Examples: Application shortcuts don't work: * open Terminal * open window menu (upper-left corner, Terminal icon) * press Ctrl+D (logout; doesn't work) * press Ctrl+Shift+Q (quit Terminal; doesn't work) Global shortcuts don't work: * same setup as before (Terminal, its window menu), add any other window in the background * press Ctrl+F1..F4 (switch to desktop 1..4; doesn't work) * press Alt+Tab (switch to the other window; doesn't work) Other popups that cause this behavior: * Xfce Menu * Firefox URL autocomplete/suggestion popup * Most applications File/Edit/Help/etc. menus. Exception: Firefox appears to auto-hide those as soon as I press Alt to switch windows Some global shortcuts that DO work: * Ctrl+Alt+F1..F6 (leave X and switch to #tty) * Ctrl+Alt+Bksp (kill X)
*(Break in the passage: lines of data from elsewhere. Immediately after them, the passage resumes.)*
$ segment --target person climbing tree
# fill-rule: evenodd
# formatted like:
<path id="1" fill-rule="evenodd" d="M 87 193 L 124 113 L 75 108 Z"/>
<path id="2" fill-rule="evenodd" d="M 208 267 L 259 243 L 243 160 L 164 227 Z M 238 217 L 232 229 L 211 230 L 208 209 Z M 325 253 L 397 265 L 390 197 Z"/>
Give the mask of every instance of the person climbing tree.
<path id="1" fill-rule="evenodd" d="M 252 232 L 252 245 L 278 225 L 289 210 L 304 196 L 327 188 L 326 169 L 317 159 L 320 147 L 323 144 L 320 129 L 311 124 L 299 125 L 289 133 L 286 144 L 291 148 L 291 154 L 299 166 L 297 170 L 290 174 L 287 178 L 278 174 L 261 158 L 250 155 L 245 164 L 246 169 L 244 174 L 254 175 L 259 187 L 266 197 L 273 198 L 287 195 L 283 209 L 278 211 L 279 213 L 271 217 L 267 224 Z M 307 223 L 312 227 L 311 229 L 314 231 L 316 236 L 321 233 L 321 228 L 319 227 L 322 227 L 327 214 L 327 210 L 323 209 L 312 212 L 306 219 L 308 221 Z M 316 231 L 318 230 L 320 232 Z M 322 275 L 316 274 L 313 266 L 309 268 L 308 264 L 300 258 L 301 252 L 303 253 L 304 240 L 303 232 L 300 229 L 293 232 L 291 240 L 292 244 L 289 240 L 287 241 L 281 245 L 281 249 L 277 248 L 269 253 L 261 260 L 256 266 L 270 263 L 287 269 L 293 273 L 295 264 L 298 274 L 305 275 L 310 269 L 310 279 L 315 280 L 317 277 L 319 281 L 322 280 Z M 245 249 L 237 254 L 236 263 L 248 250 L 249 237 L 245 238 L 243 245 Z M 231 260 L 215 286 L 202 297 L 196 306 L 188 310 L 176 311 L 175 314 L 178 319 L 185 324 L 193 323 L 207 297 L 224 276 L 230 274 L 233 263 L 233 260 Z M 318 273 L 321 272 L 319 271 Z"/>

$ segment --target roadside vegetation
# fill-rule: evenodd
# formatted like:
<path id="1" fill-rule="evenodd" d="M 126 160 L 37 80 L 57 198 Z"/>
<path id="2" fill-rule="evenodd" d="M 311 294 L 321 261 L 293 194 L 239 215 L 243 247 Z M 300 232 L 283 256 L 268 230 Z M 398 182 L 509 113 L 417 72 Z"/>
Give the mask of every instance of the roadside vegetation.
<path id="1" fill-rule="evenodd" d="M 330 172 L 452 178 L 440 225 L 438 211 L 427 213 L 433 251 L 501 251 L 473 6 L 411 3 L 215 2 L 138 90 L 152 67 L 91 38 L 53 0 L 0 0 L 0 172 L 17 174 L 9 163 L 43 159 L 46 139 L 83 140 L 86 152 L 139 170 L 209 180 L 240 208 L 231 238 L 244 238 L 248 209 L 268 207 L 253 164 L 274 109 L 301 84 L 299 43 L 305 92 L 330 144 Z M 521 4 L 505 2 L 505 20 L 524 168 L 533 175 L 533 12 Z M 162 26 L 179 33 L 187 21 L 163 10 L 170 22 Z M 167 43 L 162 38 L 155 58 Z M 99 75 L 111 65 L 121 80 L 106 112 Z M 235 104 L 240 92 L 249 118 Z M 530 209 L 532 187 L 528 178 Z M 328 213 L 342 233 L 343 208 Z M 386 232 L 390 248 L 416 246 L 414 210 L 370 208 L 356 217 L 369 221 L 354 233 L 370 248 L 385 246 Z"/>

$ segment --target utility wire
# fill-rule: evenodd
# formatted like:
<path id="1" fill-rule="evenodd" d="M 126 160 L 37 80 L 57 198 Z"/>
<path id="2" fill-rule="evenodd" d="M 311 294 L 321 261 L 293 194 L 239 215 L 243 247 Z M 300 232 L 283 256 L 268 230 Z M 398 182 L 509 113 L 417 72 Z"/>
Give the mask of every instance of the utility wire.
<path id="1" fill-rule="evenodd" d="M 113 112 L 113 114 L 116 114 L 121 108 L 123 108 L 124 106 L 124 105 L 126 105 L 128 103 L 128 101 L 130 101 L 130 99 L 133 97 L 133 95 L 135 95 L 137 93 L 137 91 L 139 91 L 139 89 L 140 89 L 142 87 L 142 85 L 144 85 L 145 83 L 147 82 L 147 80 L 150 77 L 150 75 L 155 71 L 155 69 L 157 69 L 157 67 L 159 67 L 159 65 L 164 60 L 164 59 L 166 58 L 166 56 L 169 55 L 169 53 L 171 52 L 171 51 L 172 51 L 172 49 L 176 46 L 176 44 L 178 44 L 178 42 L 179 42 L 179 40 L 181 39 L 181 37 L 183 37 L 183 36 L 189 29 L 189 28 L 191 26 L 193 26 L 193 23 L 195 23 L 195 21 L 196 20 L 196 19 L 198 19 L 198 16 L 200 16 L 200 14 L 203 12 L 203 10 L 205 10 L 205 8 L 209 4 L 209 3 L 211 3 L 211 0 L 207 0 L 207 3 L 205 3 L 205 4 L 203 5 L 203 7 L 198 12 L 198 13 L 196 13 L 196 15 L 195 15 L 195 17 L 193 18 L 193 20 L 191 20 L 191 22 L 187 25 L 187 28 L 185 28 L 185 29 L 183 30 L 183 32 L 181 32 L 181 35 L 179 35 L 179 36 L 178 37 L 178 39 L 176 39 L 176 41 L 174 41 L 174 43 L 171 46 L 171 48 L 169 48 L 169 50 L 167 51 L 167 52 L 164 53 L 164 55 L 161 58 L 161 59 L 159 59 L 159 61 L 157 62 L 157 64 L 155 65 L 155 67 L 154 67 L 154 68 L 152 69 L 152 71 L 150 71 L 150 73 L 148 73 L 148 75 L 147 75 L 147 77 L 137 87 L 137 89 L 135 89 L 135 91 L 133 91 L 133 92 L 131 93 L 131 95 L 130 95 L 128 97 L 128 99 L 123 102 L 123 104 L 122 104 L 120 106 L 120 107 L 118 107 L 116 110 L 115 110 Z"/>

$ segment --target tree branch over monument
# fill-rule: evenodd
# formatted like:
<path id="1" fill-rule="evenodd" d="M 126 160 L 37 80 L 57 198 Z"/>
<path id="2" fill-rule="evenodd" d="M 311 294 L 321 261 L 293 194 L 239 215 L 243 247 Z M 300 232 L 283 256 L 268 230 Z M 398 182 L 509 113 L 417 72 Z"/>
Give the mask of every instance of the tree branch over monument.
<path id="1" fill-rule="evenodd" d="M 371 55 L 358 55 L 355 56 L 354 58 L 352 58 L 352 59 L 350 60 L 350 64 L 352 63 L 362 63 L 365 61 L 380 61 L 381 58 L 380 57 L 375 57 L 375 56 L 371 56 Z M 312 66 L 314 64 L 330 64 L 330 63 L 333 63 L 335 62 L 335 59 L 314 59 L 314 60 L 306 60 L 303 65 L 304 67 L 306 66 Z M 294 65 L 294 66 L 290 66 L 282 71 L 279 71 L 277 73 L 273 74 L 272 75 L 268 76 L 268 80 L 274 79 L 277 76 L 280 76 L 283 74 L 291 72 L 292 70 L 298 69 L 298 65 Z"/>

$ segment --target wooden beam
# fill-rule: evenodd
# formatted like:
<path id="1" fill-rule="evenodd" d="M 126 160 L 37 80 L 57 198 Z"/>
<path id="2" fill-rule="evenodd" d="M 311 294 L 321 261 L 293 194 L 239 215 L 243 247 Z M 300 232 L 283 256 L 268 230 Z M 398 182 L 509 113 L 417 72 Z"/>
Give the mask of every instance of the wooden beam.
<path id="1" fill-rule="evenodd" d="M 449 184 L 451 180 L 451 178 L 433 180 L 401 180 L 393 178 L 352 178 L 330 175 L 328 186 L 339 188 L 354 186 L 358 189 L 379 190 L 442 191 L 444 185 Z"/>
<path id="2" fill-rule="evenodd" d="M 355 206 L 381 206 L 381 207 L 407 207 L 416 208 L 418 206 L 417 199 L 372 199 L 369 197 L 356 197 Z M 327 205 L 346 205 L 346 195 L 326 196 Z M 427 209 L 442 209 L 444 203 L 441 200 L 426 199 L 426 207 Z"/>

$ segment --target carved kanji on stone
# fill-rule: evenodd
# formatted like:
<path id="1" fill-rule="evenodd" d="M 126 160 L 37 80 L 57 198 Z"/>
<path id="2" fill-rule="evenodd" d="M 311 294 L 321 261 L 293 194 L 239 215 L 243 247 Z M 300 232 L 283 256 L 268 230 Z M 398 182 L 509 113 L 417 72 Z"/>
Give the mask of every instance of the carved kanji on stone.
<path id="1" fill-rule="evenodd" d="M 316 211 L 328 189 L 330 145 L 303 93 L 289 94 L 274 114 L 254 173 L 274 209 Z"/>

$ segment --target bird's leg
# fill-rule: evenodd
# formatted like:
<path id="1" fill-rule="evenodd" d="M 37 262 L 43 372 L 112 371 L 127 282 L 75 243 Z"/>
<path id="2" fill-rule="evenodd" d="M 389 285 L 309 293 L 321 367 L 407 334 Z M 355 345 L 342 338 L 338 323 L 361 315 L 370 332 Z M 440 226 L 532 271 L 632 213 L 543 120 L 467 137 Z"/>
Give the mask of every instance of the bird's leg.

I doubt this is different with other window managers (metacity ea). The menu grabs the input to handle Alt+.. events.
Just because everyone else does it this way doesn't really mean it's the right way to do it. KDE, for instance, has a bug open for this.. since 2004.. for whatever reason it's not getting fixed. There are many incarnations of this bug, including hardware buttons (e.g. volume control buttons present on many laptops) and it can get very annoying at times. MS Windows deals with this the same way as I described Firefox File/etc. menus -- the popup closes immediately on Alt, so by the time Tab (or anything else) is hit, system catches it. Not necessarily THE way to do it, but it's a possibility.
This is a behaviour for the GTK menu implementation (Firefox does not use this which explains why it isn't affected), not related to Xfwm4 as Nick told.
The bug is still there, though - it's impossible to alt-tab out of a window or to use hardware volume control buttons if the window has the alt-menu open.
Right, this bug was closed because there is nothing we can do about it. The menu has an active grab on the pointer and keyboard, and the X protocol has no mechanism to /steal/ a grab from another application. Reopening this bug won't change the fact that we cannot fix it, so closing as wontfix instead, maybe it's more explicit...
Wouldn't it make more sense to write an upstream bug and make this one "depend" on it - at least so it could be tracked?
(In reply to comment #6) > Wouldn't it make more sense to write an upstream bug and make this one > "depend" on it - at least so it could be tracked? Upstream? We are upstream we are not a distribution (downstream vs. upstream). I guess you mean opening a bug with... with who is the the actual question... - Xorg? unlikely they're gonna change the X protocol at this point, also because the grab works just like expected - the toolkits? there are way so many of them, and adding a mechanism to notify the toolkits to release their actiuve grabs is a daunting task, unlikely to happen any day. This issue is not new and definitely not specific to Xfce, we (as a project) don't have the resources to overtake such things, and I (speaking for myself) don't have the will to change something that I reckon is the expected behavior. But please, feel free to take this to some other projects /upstream/ if you want. Just a last note, the Wayland protocol (last time I checked) did not have grabs so such problems would possibly be avoidable in Wayland. So all hope is not lost.